All of us knew in 1989 – as we know today – that our freedom is not the freedom of any one country alone.” Mr. Navracsics also spoke about freedom in Central Europe over the last quarter of a century, and how perhaps we might not even notice it, because “Freedom is like air: you only notice it once it starts to run out.” He also mentioned that today, a generation after its birth, many speak of democracy somewhat dismissively.

The feeling has grown in many that “We have been members of the European Union for ten years, and still Western Europe eyes us with suspicion and mistrust. It’s as if they don’t understand us.” The Minister explained that the legacy of communism is unknown in Western European countries: “The shattered moral norms, nihilism, deportations and the history of the Gulag camps.”

They do not know about things which for them are distant history, but which “for us are often a problem of the present which affects our contemporaries.” “Twenty-five years after our liberation, we have still not found a form in which we can make our heritage understood to them,” said Mr. Navracsics, adding that this year offers an excellent opportunity to do this.

He said that over the past one hundred years – from apparently irreconcilable national conflicts of interest, through the killing of Jews with industrial methods – Central Europe has arrived at the realization that “Each of us can only build our own home and freedom if we take part in the creation of a common home for us all.” He expressed the conviction that the citizens of Central Europe must get to know of each other’s successes, must share in each other’s troubles, and must solve disputes with mutual goodwill.

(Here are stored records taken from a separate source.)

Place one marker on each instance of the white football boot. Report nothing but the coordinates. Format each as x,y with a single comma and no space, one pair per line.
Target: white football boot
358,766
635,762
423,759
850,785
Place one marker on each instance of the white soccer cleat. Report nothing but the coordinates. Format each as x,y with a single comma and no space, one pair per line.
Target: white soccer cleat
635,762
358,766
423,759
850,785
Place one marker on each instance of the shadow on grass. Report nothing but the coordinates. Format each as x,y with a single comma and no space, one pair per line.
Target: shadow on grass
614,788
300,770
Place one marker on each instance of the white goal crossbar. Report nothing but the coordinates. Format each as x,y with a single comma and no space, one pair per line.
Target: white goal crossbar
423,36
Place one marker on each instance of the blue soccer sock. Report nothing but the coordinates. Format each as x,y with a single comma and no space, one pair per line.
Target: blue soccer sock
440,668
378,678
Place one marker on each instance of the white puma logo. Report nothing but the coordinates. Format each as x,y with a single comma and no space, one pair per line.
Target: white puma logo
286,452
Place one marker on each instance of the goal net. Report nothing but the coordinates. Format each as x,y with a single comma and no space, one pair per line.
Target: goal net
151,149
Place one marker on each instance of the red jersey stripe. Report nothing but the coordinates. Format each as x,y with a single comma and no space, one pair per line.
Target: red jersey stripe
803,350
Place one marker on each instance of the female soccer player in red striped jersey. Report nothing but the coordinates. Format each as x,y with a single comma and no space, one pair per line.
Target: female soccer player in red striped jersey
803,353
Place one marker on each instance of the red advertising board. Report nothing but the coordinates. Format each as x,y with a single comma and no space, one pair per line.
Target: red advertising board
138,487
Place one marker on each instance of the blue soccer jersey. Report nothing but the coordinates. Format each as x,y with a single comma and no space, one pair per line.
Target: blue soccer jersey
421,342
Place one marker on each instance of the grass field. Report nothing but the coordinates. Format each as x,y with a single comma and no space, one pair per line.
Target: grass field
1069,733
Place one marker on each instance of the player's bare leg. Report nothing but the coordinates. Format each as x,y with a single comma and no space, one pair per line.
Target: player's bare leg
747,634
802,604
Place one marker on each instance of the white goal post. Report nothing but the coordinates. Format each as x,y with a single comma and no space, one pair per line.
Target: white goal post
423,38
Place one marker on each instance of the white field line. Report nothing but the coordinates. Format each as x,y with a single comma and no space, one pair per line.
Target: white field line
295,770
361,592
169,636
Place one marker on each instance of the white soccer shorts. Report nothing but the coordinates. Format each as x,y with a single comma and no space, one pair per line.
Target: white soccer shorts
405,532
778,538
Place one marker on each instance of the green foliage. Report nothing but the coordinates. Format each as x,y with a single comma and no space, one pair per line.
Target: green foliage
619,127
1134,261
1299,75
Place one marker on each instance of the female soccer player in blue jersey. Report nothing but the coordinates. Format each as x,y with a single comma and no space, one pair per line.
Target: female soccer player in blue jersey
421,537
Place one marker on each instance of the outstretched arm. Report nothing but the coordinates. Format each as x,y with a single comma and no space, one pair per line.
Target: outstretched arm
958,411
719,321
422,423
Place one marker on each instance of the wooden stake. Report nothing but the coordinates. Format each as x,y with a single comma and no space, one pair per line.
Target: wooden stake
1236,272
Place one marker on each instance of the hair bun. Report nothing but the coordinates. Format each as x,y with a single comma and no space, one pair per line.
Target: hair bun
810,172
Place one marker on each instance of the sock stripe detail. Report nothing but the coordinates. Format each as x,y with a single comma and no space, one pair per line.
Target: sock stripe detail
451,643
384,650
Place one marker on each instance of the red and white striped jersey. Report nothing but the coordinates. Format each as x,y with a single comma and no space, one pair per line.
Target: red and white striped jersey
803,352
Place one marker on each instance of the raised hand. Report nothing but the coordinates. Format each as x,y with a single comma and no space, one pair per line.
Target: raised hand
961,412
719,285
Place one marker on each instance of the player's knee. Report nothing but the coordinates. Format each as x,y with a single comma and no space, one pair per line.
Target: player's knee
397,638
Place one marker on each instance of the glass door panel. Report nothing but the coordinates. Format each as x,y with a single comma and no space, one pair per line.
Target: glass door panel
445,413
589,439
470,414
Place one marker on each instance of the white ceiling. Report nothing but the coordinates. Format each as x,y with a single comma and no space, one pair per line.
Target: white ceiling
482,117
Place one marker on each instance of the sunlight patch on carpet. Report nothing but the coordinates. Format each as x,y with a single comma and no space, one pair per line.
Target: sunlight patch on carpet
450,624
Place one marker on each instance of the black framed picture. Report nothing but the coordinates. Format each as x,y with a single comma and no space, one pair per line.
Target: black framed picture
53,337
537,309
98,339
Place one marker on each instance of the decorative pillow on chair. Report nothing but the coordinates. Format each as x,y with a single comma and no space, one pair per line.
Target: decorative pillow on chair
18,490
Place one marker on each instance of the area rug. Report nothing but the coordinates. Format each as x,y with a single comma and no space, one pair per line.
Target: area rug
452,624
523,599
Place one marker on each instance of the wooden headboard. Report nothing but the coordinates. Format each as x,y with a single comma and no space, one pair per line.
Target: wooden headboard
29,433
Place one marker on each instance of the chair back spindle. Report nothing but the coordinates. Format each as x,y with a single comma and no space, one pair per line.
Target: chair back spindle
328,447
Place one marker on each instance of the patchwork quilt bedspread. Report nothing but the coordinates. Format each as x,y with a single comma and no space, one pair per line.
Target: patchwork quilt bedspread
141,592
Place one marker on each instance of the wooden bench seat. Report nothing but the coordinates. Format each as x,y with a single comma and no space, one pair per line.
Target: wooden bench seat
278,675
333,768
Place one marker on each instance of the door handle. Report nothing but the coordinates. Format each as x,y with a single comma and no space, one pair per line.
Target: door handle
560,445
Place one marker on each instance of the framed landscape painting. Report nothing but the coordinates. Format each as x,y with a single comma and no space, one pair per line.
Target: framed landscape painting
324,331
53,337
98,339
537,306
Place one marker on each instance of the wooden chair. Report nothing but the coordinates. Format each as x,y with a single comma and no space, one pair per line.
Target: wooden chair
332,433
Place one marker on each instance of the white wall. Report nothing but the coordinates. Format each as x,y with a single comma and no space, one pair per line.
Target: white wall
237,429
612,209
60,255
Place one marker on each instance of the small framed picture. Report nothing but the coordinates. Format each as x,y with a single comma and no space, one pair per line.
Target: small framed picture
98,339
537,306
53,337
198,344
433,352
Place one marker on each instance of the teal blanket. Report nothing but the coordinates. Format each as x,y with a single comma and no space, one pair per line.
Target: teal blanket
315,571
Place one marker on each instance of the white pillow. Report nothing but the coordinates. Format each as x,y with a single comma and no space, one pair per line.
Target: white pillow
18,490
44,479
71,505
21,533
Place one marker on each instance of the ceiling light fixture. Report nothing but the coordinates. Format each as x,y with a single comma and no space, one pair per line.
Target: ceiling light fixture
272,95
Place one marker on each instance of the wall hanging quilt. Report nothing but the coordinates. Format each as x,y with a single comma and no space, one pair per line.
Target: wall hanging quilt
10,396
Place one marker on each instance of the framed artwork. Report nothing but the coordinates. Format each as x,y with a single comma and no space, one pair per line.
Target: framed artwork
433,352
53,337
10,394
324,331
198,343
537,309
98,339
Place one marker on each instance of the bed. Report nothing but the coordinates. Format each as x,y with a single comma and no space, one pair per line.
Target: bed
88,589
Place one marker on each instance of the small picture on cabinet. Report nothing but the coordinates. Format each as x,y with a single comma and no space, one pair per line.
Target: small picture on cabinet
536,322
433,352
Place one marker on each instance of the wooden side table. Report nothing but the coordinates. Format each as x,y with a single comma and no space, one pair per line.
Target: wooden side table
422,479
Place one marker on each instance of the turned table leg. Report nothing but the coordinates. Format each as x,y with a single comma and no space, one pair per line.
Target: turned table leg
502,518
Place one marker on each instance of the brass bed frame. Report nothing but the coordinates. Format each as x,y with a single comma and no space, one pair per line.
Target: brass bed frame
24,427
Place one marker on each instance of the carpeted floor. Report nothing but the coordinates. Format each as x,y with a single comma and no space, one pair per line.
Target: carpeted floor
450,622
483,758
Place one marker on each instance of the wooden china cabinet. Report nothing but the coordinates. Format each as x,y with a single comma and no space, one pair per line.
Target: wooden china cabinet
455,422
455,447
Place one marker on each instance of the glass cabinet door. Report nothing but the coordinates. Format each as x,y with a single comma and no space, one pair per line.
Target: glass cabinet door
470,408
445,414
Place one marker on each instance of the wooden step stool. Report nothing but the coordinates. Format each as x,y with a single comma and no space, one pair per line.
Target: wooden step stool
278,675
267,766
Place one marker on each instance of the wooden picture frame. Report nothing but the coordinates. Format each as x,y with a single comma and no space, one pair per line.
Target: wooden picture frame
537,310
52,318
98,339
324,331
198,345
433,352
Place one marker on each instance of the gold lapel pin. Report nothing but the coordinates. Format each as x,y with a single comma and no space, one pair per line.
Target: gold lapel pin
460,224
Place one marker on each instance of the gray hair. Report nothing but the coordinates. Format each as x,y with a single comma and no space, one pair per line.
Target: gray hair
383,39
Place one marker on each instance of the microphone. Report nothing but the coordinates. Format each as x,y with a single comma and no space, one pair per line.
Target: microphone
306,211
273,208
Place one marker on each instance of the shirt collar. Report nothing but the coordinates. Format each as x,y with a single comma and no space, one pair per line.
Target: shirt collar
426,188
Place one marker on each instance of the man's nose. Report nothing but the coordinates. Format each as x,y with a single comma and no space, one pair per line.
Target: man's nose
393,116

The commemorative concert was attended by the presidents of Hungary, the Czech Republic, Slovakia, Poland and Germany: János Áder, Andrej Kiska, Bronisław Komorowski, Miloš Zeman and Joachim Gauck. Other attendees were Mihály Varga (Minister for National Economy), Zoltán Balog (Minister of Human Resources), Pál Schmitt (former president of Hungary), Péter Paczolay (President of the Constitutional Court) and Péter Polt (Chief Prosecutor).